Do you have any experience successfully communicating this point in the US?

There are people in Congress that have stepped up and said no to an intervention. However, we do not have signs that we successfully communicated this point to the executive branch. We have been saying for years that the US needs to stop propping up the government. Although the US says they do not prop up the government, it actually has not stopped propping up the government. For example, the Assistant Secretary of State for Western Hemispheric Affairs Brian Nichols went to Haiti in October to establish some kind of armed intervention. Nevertheless, the first thing he Tweeted when he got there was a big picture of him smiling next to the Prime Minister Ariel Henri who we are propping up and who has been implicated in the killing of Haiti’s last present Jovenel Moïse. The US is blocking accountability for that as well. This is just one example of how that is happening. In March, Congress passed an omnibus budget bill that is funding the government at this point. Part of the bill requires the US to report on what it knows about the investigation of President Moïse’s killing who was killed in July of 2021 in his home. Many police officers and government officials were implicated in that killing, including the current prime minister. Haitian judges have wanted prime minister Prince to explain his connection to the events, but he has refused to appear. The US Congress, therefore, required the government to submit a report by June 15 and to make it public by June 30. Months later, it still has not presented that report. Thus, Haitians as well other activists are concerned by the US’s involvement with Henri when he has been credibly accused of assassinating a president.
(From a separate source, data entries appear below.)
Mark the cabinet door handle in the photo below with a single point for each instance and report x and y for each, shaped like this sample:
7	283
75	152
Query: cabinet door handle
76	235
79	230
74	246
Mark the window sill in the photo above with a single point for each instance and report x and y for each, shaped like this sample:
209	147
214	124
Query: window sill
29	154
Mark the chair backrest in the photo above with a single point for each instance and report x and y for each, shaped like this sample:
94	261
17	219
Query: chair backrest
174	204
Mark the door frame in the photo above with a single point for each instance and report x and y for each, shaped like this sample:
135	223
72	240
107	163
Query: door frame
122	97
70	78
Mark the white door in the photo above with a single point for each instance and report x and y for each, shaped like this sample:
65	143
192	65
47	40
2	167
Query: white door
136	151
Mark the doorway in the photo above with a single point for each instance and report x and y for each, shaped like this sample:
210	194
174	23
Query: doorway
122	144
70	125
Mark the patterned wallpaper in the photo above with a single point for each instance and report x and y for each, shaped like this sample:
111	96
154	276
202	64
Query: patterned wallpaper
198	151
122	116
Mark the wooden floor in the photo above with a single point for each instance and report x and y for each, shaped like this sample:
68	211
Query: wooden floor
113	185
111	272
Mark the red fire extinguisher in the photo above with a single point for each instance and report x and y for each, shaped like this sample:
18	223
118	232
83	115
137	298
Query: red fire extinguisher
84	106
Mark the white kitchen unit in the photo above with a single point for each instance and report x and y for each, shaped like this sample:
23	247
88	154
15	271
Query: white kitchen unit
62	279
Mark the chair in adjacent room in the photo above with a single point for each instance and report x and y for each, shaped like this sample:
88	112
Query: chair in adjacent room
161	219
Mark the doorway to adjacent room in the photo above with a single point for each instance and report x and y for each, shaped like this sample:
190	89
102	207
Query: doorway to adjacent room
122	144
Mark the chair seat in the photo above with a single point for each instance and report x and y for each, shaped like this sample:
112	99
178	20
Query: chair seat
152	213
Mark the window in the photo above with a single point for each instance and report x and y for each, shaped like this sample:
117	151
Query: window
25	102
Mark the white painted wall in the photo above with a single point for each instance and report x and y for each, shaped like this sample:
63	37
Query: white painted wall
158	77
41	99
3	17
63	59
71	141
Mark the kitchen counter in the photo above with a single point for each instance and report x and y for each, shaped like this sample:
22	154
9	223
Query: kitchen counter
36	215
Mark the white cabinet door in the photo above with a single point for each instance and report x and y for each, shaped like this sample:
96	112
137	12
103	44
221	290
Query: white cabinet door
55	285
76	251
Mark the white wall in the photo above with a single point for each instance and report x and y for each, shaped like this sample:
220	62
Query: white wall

In an ideal world, how would you see Haiti improving its current situation? What do you think is needed in order to improve the situation there?

I think we need to listen to the Haitian population. There are certainly lots of reasons for despair when you look at what the Haitian government is doing and what the gangs are doing. But if you listen to Haitian civil society, it’s actually a pretty exciting and inspiring conversation. Haitians understand, better than we ever could, what it means to not have the rule of law. And they’re committed to getting their democracy back on track. There have been discussions over the last years by people who, although have very significant differences over government policy, have been coming together to address our democracy problem that is bigger than any of our individual disputes. Let’s come together, get democracy back on track, and then we can go back to fighting what we were fighting about before. And that has been inspiring to see how much people care about accountability and democracy, and the US needs to support that. If the US stops propping up Haiti’s current government, then Haitians will be able to either force the current government to leave or force it to make meaningful compromises that will allow it to go forward. The people of Haiti are asking us to let them run their own country, but the US thus so far keeps insisting all they need to know is some other plan. The US does not, however, need to know exactly what Haitians are going to do, because Haitians have a right to make those decisions. They understand their context much better than us. And so really, all we need to do is to do nothing to stop supporting the current repressive and corrupt government. The first thing we need to do is to stop making things worse by stopping supporting the government that’s causing these problems.